Comment mesurer ce que l’on fait ?
-
Il est indéniable qu’il y aura toujours une grande différence entre ce qui relève de l’organisation de l’action vue par l’institution (administration) et par la mise en œuvre de cette action par les acteurs de « terrain ».
Il n’y a pas d’adéquation entre ces deux logiques, tant la culture et l’organisation de l’action institutionnelle procèdent d’une démarche bureaucratique, ce qui s’oppose par définition, à l’action innovante du « terrain » qui elle, se développe dans une culture de l’expérimentation qui se cherche en permanence – le risque et l’incertitude étant alors ces composantes obligées.
Pourtant, et ce n’est pas là le moindre des paradoxes, ces deux logiques ont besoin de marcher ensemble. La question est alors : comment trouver le point d’équilibre, quand d’une part des professionnels tentent – à partir de leurs savoirs – de construire une réponse à un problème qui est devenu leur quotidien et d’autre part, lorsqu’une institution – souvent sous injonction politique – tente elle aussi de trouver une solution au même problème ?
Dans cette phase de convergence, l’intérêt est commun. Et souvent, face à l’adversité, une composante de l’institution prend le risque d’aider les acteurs de « terrain » : aider, cela signifie financer l’action, ce qui permet d’expérimenter de nouvelles solutions. Ce fut le cas pour les réseaux de santé, la politique de réduction des risques chez les usagers de drogues, pour la lutte contre la précarité avec les PRAPS, avec les Ateliers Santé Ville, avec les conventions adultes-relais et aujourd’hui avec les Maisons de Santé, l’Education Thérapeutique du Patient, la santé communautaire … toutes ces transformations issues des acteurs de terrains subissent des « fortunes diverses » et beaucoup s’épuisent sous les méfaits de l’évaluation.
En effet l’utilisation des fonds publics nécessite – à juste titre – de connaître le plus possible, quelle est l’utilisation de cet argent et surtout si cela correspond bien à la nature de l’action financée. Mais comment mesurer ce qui est fait du point de vue quantitatif et qualitatif ? C’est ici que l’évaluation fait son entrée.
Mesurer le quantitatif semble plus facile. Faut-il encore savoir ce que l’on compte ?
Du point de vue institutionnel – en ce qui nous concerne – c’est mesurer la « file active », c’est à dire le nombre de personnes recevant les effets de l’action. Cette mesure n’est pas aussi facile que cela peut paraître : faut-il compter les individus ? les familles ? les ayants droits ? le nombre de rencontre ? un appel téléphonique est il une rencontre ?
Bref, tout cela nécessite de la concertation et ce n’est pas toujours le cas.
L’institution impose le mode de calcul qu’elle connait, ce qui est souvent impossible à faire.
Ensuite vient l’évaluation qualitative et là, c’est très divergeant. L’institution appréhende la réalité à partir des représentations qu’elle en a.

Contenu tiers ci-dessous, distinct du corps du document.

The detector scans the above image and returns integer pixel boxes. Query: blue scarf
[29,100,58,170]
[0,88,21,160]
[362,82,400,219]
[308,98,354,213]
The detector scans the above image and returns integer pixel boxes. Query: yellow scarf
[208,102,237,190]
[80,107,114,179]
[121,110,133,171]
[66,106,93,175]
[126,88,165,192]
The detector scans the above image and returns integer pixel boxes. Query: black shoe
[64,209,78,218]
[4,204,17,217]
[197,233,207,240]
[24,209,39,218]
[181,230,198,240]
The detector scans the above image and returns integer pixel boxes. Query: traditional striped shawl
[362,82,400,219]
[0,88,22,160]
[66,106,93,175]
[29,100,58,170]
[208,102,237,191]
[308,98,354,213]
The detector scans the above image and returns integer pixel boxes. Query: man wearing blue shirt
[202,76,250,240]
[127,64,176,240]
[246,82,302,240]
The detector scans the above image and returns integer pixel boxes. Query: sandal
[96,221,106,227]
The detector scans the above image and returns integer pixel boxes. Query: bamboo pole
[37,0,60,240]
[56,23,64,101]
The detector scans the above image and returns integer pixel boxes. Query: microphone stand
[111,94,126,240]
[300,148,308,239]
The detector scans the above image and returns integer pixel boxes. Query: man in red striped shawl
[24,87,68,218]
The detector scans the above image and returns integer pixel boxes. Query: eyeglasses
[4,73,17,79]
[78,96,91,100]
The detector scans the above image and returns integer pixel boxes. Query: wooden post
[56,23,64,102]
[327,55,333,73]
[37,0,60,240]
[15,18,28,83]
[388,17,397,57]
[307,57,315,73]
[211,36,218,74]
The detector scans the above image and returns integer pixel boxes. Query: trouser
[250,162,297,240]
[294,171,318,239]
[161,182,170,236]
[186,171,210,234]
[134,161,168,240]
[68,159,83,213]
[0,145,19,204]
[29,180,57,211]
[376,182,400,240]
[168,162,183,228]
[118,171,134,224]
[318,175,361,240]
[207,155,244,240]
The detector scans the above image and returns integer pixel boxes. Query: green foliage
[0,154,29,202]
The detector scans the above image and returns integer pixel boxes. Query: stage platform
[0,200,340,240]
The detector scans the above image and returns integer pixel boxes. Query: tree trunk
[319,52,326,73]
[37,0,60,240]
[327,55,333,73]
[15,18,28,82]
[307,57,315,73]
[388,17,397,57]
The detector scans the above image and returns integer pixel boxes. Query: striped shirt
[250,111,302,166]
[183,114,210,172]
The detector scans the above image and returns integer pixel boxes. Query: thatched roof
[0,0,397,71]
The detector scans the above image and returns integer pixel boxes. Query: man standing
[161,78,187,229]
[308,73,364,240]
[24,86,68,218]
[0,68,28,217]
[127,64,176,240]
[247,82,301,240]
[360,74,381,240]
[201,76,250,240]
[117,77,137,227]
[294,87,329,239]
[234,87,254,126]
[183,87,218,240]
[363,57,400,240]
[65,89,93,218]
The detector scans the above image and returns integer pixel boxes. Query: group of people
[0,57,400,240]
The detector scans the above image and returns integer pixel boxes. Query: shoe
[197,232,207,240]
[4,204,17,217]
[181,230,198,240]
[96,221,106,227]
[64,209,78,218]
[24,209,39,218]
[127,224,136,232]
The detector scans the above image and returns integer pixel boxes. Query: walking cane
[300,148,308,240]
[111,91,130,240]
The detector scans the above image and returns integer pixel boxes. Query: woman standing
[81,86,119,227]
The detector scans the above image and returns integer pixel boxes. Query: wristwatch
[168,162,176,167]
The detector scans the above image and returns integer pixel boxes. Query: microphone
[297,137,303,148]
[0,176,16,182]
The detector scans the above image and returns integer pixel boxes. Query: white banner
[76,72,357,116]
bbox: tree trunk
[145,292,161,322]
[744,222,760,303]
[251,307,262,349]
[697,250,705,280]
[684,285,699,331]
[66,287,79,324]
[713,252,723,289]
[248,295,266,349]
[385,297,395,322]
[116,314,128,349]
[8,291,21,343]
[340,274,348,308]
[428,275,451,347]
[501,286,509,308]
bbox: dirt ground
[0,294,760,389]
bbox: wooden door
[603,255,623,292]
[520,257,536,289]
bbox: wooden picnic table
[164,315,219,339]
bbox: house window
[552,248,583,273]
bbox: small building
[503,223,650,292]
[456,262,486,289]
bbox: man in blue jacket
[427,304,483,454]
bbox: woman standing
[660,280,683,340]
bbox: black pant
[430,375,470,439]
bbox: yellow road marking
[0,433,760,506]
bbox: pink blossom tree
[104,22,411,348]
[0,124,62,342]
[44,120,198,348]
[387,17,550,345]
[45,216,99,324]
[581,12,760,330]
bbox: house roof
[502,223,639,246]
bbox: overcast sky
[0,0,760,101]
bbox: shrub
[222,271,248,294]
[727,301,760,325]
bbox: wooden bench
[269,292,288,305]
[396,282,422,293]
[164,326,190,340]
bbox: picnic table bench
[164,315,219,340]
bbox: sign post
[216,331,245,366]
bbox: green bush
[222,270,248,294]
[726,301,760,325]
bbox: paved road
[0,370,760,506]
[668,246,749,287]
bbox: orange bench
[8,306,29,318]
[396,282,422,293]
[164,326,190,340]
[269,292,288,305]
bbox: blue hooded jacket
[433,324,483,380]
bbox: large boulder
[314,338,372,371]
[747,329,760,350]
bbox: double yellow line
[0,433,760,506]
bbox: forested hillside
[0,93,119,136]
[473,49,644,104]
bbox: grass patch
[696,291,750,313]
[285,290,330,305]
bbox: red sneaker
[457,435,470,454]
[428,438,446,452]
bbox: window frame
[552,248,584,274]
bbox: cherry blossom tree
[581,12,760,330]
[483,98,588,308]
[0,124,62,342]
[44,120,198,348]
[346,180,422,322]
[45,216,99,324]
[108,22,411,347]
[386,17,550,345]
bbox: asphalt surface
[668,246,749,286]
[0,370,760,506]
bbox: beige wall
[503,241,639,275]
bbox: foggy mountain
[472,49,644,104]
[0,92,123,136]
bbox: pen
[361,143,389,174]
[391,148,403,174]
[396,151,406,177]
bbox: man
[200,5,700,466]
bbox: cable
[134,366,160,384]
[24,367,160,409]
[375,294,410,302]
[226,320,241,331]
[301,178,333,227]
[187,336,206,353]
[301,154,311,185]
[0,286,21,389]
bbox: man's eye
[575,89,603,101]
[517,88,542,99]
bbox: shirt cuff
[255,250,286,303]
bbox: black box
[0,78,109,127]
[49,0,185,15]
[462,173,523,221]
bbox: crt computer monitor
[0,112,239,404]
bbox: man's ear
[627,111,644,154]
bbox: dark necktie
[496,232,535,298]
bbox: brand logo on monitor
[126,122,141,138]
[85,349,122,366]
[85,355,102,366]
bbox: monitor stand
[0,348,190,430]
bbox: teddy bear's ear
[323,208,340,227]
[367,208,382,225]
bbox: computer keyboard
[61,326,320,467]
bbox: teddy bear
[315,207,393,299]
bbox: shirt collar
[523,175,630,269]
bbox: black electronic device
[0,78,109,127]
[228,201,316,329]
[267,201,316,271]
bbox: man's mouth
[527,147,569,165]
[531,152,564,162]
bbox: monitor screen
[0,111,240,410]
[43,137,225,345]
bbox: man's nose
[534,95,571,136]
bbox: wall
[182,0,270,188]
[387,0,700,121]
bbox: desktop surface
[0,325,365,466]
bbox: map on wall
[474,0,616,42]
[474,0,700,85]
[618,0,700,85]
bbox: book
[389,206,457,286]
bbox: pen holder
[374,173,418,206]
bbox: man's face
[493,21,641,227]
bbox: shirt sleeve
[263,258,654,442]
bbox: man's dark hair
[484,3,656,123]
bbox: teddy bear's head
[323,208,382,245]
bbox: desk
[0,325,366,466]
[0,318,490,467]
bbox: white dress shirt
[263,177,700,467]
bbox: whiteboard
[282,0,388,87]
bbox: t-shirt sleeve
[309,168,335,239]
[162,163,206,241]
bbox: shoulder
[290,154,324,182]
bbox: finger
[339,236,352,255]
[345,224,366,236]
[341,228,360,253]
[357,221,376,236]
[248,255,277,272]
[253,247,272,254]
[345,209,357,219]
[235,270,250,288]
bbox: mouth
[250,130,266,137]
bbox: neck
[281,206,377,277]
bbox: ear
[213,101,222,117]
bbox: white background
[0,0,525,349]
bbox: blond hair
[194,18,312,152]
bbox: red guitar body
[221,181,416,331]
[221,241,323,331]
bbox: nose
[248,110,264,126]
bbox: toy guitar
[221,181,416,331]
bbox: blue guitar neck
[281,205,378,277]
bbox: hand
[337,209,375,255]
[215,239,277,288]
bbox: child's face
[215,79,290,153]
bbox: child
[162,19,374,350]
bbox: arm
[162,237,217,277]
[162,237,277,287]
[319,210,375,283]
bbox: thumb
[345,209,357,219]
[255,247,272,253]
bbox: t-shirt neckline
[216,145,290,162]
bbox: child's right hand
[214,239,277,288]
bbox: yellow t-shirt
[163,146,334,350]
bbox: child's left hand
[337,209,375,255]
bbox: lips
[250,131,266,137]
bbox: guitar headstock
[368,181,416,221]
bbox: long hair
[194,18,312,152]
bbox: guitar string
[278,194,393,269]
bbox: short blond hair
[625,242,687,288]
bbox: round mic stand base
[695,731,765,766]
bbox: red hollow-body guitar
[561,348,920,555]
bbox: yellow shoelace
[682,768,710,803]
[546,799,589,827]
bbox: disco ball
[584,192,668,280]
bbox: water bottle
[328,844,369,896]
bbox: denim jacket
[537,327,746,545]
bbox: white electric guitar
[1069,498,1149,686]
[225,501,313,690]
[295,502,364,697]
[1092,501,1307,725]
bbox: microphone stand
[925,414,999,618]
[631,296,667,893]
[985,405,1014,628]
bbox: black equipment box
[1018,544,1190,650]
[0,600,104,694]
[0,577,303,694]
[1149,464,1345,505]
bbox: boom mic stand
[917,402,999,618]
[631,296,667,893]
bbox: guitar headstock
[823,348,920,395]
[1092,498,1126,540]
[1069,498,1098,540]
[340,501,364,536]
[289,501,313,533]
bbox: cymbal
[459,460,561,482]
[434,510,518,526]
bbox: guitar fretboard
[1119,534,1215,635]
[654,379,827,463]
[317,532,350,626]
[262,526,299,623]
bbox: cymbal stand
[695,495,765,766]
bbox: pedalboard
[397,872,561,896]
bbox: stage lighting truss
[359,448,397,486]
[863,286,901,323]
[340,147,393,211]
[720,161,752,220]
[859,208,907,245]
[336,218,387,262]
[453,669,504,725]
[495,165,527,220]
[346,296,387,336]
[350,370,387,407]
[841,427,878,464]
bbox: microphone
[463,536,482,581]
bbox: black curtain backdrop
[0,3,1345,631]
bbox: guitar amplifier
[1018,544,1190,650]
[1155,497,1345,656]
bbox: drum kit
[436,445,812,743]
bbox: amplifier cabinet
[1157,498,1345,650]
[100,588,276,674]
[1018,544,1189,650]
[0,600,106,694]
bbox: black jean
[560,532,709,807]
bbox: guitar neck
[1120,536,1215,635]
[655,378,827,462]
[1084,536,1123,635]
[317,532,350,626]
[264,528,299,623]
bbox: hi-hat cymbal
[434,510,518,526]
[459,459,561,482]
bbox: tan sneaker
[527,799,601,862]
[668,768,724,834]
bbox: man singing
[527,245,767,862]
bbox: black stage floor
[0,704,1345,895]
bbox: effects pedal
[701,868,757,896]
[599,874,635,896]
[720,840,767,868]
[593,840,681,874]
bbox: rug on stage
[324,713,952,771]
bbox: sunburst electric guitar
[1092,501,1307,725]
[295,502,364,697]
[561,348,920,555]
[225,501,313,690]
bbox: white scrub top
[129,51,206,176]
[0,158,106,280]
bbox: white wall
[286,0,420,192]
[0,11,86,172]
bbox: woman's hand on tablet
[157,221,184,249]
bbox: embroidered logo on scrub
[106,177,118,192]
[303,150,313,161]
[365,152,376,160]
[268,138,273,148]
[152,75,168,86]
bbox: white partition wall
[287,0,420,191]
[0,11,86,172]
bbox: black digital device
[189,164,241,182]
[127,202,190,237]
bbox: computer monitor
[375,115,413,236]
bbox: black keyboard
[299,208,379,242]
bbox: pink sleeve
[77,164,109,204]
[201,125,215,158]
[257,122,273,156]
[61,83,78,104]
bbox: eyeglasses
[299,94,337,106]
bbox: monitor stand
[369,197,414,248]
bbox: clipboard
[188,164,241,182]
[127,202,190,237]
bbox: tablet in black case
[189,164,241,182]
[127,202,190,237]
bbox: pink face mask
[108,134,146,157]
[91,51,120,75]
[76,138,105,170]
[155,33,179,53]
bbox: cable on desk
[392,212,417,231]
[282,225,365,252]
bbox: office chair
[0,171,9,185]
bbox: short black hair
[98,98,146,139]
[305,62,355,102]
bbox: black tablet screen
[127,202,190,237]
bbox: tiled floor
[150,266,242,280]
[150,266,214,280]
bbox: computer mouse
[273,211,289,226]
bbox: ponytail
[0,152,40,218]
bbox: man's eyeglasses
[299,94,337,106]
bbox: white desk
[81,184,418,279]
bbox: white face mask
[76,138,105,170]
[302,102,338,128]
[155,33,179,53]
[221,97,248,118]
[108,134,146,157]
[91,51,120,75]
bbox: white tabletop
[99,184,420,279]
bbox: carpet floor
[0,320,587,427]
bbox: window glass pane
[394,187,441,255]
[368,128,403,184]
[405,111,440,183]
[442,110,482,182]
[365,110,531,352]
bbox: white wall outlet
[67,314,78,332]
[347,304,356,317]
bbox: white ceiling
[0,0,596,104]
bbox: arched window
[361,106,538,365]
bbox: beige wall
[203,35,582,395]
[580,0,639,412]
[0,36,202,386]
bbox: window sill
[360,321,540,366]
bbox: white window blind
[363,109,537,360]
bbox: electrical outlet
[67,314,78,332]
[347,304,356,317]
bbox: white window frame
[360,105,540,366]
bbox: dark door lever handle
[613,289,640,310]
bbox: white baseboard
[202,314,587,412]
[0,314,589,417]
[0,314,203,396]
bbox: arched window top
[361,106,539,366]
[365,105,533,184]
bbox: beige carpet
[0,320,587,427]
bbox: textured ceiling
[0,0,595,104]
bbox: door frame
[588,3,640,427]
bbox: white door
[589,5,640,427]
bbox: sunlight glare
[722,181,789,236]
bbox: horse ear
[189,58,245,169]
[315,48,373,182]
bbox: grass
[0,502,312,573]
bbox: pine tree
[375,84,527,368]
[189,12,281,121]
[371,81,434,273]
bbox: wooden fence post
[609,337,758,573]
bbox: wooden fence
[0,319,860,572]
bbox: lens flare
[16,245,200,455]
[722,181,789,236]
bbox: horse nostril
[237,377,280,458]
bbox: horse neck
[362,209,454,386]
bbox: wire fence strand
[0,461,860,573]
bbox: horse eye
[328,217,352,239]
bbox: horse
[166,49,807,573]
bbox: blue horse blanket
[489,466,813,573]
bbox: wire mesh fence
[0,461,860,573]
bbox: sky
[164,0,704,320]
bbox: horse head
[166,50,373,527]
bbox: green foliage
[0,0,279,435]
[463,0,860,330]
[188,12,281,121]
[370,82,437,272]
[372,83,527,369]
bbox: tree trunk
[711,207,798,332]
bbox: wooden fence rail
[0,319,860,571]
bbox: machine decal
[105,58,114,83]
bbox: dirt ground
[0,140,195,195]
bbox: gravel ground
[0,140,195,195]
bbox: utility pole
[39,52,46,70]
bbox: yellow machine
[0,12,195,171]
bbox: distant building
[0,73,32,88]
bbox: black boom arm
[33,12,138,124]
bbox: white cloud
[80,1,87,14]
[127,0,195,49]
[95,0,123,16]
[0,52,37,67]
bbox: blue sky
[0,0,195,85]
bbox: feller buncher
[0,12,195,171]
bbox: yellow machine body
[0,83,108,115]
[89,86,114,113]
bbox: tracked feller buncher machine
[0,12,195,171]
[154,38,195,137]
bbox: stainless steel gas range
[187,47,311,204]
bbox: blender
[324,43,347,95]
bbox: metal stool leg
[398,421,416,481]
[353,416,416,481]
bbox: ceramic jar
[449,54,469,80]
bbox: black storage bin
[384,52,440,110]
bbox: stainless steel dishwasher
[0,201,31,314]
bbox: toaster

Ces représentations se construisent sur plusieurs critères, ceux de la formation initiale dans les grandes écoles : celle de science-po n’est pas la même que celle de l’ENA, qui n’est pas la même que celle de l’école de santé publique, qui diffère de celle de la formation en sciences sociales, … Ensuite intervient le milieu social d’origine, puis les rencontres aléatoires de la vie… Le résultat est qu’il n’y a pas d’adéquation entre cette représentation qui va conduire à l’évaluation institutionnelle et la réalité. Comment mesurer l’indicible ? Comment mesurer – au fil de l’action – les petites conquêtes contre la précarité ? Comment mesurer la diminution de la vulnérabilité au sein de cette famille ? Comment mesurer le progrès sur l’appropriation de la parentalité au sein cette famille monoparentale ? Comment mesurer le mieux être après un atelier estime de soi ? … Pour régler le problème, l’institution utilise des instruments de mesure qu’elle maîtrise : les questionnaires, les entretiens, les enquêtes ; elle diligente de plus en plus des cabinets d’audits, des professionnels de l’évaluation. Il faut tout analyser pour mesurer la performance, pour connaître la rentabilité du projet. Mais à vouloir tout savoir on étouffe l’action, on démobilise les acteurs, on casse la dynamique, on aggrave la précarité et l’institution peut alors décider si l’action était pertinente ou ne l’était pas (c’est souvent le cas avec l’IGAS).
Le constat est amer. La démobilisation, la déception des professionnels sont souvent la résultante de l’évaluation. Et pourtant, nous pourrions mener plus facilement la lutte contre les inégalités sociales de santé si nous étions capables de parts et d’autres, de construire un véritable partenariat dépossédé de ces représentations négatives réciproques. Mais pour cela, il faut que la puissance publique commence par faire confiance et respecte les acteurs du « terrain » : il y a encore du travail.